Although the pursuit of science is strictly rooted in evidence gathering, not mere speculation, conclusions drawn from evidence must be scrutinized through a process of rigorous examination. For example, entropy rules over emergence in the minds of many scientists. But entropy wins in the end of only closed systems and limited time frames. While some outsiders may anthropomorphically claim emergence is evidence of a superior intelligence imbued in the universe, scientists claiming entropy is the final word are guilty of anthropocentrism. We are aware of our own impending death, and we witness the death of stars, so we assume from this available evidence that the universe too must eventually die.
This assumption reveals an Achilles Heel in the scientific process. Confining ourselves to available evidence lacks imagination and stubbornly resists acknowledgement that important evidence is permanently unavailable to us. For example, we know the fabric of spacetime is expanding such that the outer reaches are moving away from us faster than the speed of light, which means significant galactic information is forever lost to us. Also, quantum uncertainty reduces absolute predictability to mere probabilities. We cannot know if the known universe is finite, how much of it is missing, or if there is an infinite series of universes. If some sort of infinity is the reality, we cannot reasonably conclude that entropy trumps emergence.
Einstein said the most incomprehensible thing about the universe is that it is comprehensible at all. The power of rigorous scientific enterprise has revealed many secrets in a mere 500 years. This is exciting and fuels inspiration that someday we will have all the answers. But as the evidence shows, many things can never be understood because much evidence is rendered inaccessible by the very nature of the universe. Drafting hypotheses from inherently limited information is an admirable but decidedly human trait. However, some hypotheses cannot be tested, proven or falsified.

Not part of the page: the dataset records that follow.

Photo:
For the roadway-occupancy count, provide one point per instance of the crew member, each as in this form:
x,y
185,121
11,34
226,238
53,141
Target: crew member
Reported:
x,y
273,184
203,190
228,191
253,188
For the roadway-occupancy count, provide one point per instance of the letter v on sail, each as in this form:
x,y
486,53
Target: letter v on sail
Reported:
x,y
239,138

Furthermore, we tend to believe we understand more than we do. For instance, the fact that we can reliably harness electricity does not mean we know what +/- charge is. Likewise our impressive knowledge of material processes has not brought us any closer to grasping the nature of human consciousness. We know consciousness is connected to brain activity, but human experience is a notably non-material phenomenon not subject to scientific measurement.

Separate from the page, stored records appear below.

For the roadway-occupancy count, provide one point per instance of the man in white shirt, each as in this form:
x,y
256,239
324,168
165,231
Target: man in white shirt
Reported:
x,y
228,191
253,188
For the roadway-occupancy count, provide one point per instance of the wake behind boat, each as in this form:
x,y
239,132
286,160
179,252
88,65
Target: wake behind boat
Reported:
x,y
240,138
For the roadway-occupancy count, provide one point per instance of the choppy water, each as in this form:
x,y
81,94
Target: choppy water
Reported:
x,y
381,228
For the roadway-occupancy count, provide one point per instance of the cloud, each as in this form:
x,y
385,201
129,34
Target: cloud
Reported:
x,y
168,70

Then there is the problem of physics itself. Humans discover the complex physical laws of the universe by utilizing the invented — or discovered — language of calculus. Can a universe predicated on such highly complex principles have happened by sheer accident? If highly intelligent scientists can discover these complex principles, does it imply a greater creative intelligence preceded their discovery by sophisticated primates? This is a logical question but any conclusion either way is speculative at best.
Additionally, the two probable speculations — unintelligent accident or intelligent design — are each riddled with illogic upon further scrutiny. Undeterred, some scientists speculate that ours is a rare universe and that trillions of other less endowed universes exist, so this one’s complexity is merely a statistical anomaly, thus no big deal. It’s a more imaginative speculation than the concept of an intelligent designer, but there will never be any hard evidence to support it or its opposite.

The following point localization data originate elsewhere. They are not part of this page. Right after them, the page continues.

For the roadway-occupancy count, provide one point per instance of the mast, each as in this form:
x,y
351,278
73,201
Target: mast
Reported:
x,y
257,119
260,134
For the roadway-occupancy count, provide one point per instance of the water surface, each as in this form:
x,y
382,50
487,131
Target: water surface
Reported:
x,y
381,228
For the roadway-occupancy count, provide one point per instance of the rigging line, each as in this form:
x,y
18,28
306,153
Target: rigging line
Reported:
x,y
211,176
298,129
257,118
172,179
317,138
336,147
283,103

So, when we say life is an accident, we’re assuming based on insufficient evidence and imprecise language. This is forgivably human because we’re hardwired as pattern seekers who draw from experience more than from studied evidence. Even scientists are subject to confirmation bias when speculating. But scientific rigor is predicated upon resisting jumping to conclusions just because they feel good. Therefore, the claim that life is an accident does not stand up to scrutiny.